Dari siniliah kemudian Purworejo berkembang menjadi sebuah kota militer kolonial atau garnizun. Garnizun secara harafiah berarti kelompok pasukan dalam jumlah besar yang menetap dalam sebuah kota atau benteng. Jadi, yang dimaksud dengan kota garnizun secara harafiah bisa diartikan sebagai sebuah kota di mana terdapat kelompok pasukan dalam jumlah besar yang menetap di kota tersebut.


Dari jenis kota inilah, muncul berbagai fasilitas militer dengan simbol-simbol yang mengikutinya. Ruang-ruang kota dihubungkan dengan jalan-jalan yang memudahkan untuk saling berinteraksi bagi kepentingan militer yang kemudian juga untuk memudahkan aktivitas ekonomi. Spasial inti menjadi peneguh kekuasaan kolonial pada waktu itu, yang di dalamnya terdapat berbagai fasilitas pemerintah dengan segala perangkat bangunan pendukungnya (Musadad, 2001). Di samping bangunan tersebut terdapat permukiman masyarakat Eropa, kantor-kantor pemerintah, fasilitas pendidikan yang dikelola oleh orang Eropa, rumah sakit, sarana peribadatan mereka, dan kompleks pemakaman.
Pemakaman Belanda di Jawa dikenal dengan sebutan kerkop. Kata tersebut berasal dari bahasa Belanda kerkhof. Secara harafiah, kerk berarti gereja dan hof berarti taman. Istilah tersebut awalnya digunakan untuk pemakaman yang berada di halaman gereja. Kemudian melebar ke luar gereja yang secara umum dapat diartikan sebagai makam atau pekuburan. Termasuk kuburan Belanda atau orang-orang Eropa yang bermukin di Purworejo kala itu dikenal dengan Kerkhof Purworejo. Makam ini terletak di Jalan Mayor Jenderal Sutoyo RT. 03 RW. 07 Kelurahan Sindurjan, Kecamatan Purworejo, Kabupaten Purworejo, Provinsi Jawa Tengah. Makam ini berada di sebelah selatan Rutan Kelas B Purworejo atau tepatnya berada di sebelah barat RST.

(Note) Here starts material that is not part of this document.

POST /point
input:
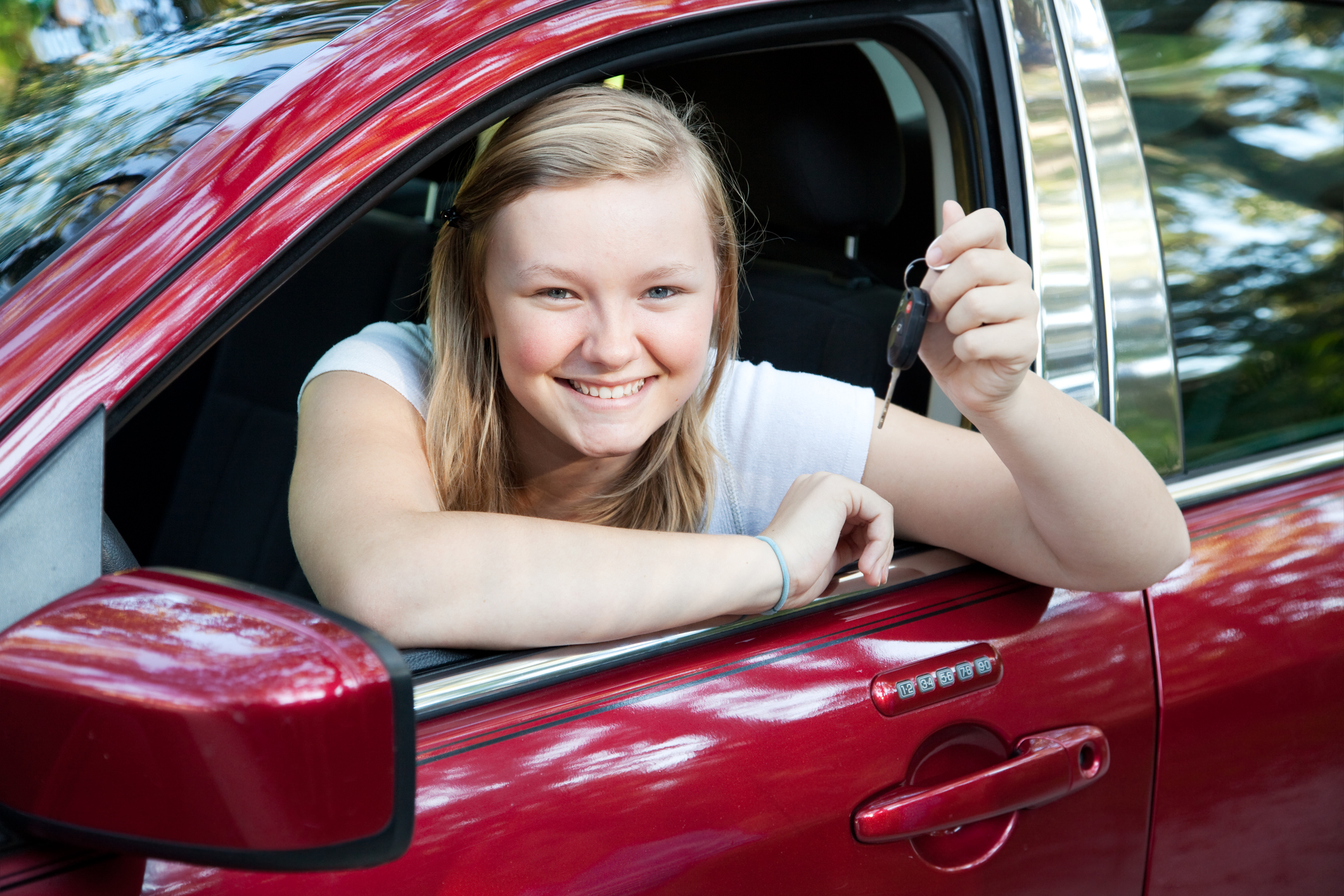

Makam Belanda ini, konon diresmikan pada tahun 1850 dengan diberi nama Het Kerkhof van Poerworedjo, yang memiliki lahan seluas 1,78 hektar. Seperti kerkhof lainnya, umumnya sebelum memasuki areal pemakaman terlebih dahulu akan dijumpai pintu gerbang masuk ke kompleks pemakaman. Pintu gerbang masuk Kerkhof Purworejo ini memiliki warna khas yang didominasi oleh warna kuning dan merah. Pintu gerban ini masih dalam bentuk aslinya, dan di bawah gevel gerbang tertulis ‘Memento Mori’ (Ingatlah akan kematian). Cuplikan kalimat dari bahasa Latin ini umumnya memang ditulis di atas makam Belanda. Hal ini untuk mengingatkan manusia bahwa semua manusia juga akan mati seperti yang ada di dalam makam, sehingga sudah sepantasnyalah manusia disuruh ingat akan kematinnya. Kata-kata ini selaras dengan judul novelnya Far Choinice, Memento Mori: Ingat Matimu!
Kemudian tulisan di bawah Memento Mori masih terdapat tulisan lagi, yaitu Makam Kerkhope. Sebuah bentuk kesalahkaprahan yang dipasang di pintu gerbang tersebut, baik tulisan maupun maknanya. Secara etimologi, kata makam berarti kuburan. Kubur sendiri berasal dari bahasa Arab, yang berarti memendam, melupakan, memasukkan, mengebumikan. Sedangkan, maksud dari tulisan kerkhope itu sebenarnya menunjuk pada kata dalam bahasa Belanda, kerkhof, yang artinya juga makam atau kuburan. kalau kata makam bersanding dengan kata kerkhope, yang terjadi adalah kesalahkaprahan saja. Untuk penamaan sebuah kuburan atau makam yang ada di Jawa, umumnya dimulai dengan kata makam kemudian diikuti oleh nama daerah. Jadi, untuk kuburan Belanda yang ada di Purworejo ini nama sebenarnya adalah Het Kerkhof van Poerworedjo, tapi kalau mau diterjemahkan ke dalam bahasa Indonesia bisa ditulis ‘Makam Belanda Purworejo’ atau ‘Kerkop Purworejo’.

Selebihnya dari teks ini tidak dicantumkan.